As promised, we continue with the Budd Boetticher Westerns with The Tall T (1957). Although there are comic elements, it is a very different beast from Buchanan Rides Alone.
It stars Randolph Scott, who used to be ramrodder and top hand for Mr. Tenvoorde at the Tall T Ranch. I had to look that up, because it is pronounced like "Mr. 10-40", and I don't think they had multi-weight lubricants in the old West. He lives at his own place on the Sassafree. On his way into town, he meets a station master and his son at a lonely stagecoach station, and promises to bring the boy back some candy. He meets up with coach drive Arthur Hunnicut, driving old maid (Maureen O'Sullivan) and her sleazy new husband, then heads for some hi-jinks with Mr. 10-40. The tone is light and silly.

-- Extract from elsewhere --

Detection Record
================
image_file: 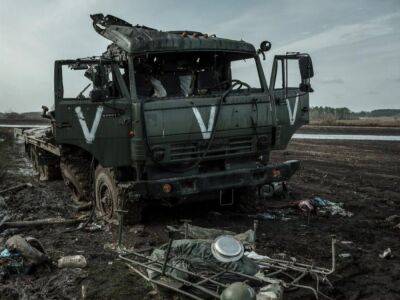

He hitches a ride back to his spread with the bride and groom, but when they reach the station, the tone changes. Without too many spoilers, let just say that they meet up with some bad men. The leader of the gang is Paladin himself, Richard Boone. His gang consists of a cheerful idiot (Skip Homeier) and a creepy psycho gunman called Chink (Henry Silva!). Next comes the war of nerves: Scott and the civilians vs. the bad guys.
Boone makes an interesting bad guy - philosophical, glad to have people to talk to who aren't twitchy killers. He sometimes wishes he had taken a different path. But that doesn't make him Scott's friend.
The story comes from an Elmore Leonard novel. It has lighter moments, brutal violence (offscreen, mostly) and psychological depth. Chink is creepy, Boone is interesting, and so on. But Scott's cowboy is both honest, honorable, and deadly competent. It's the code of the old West.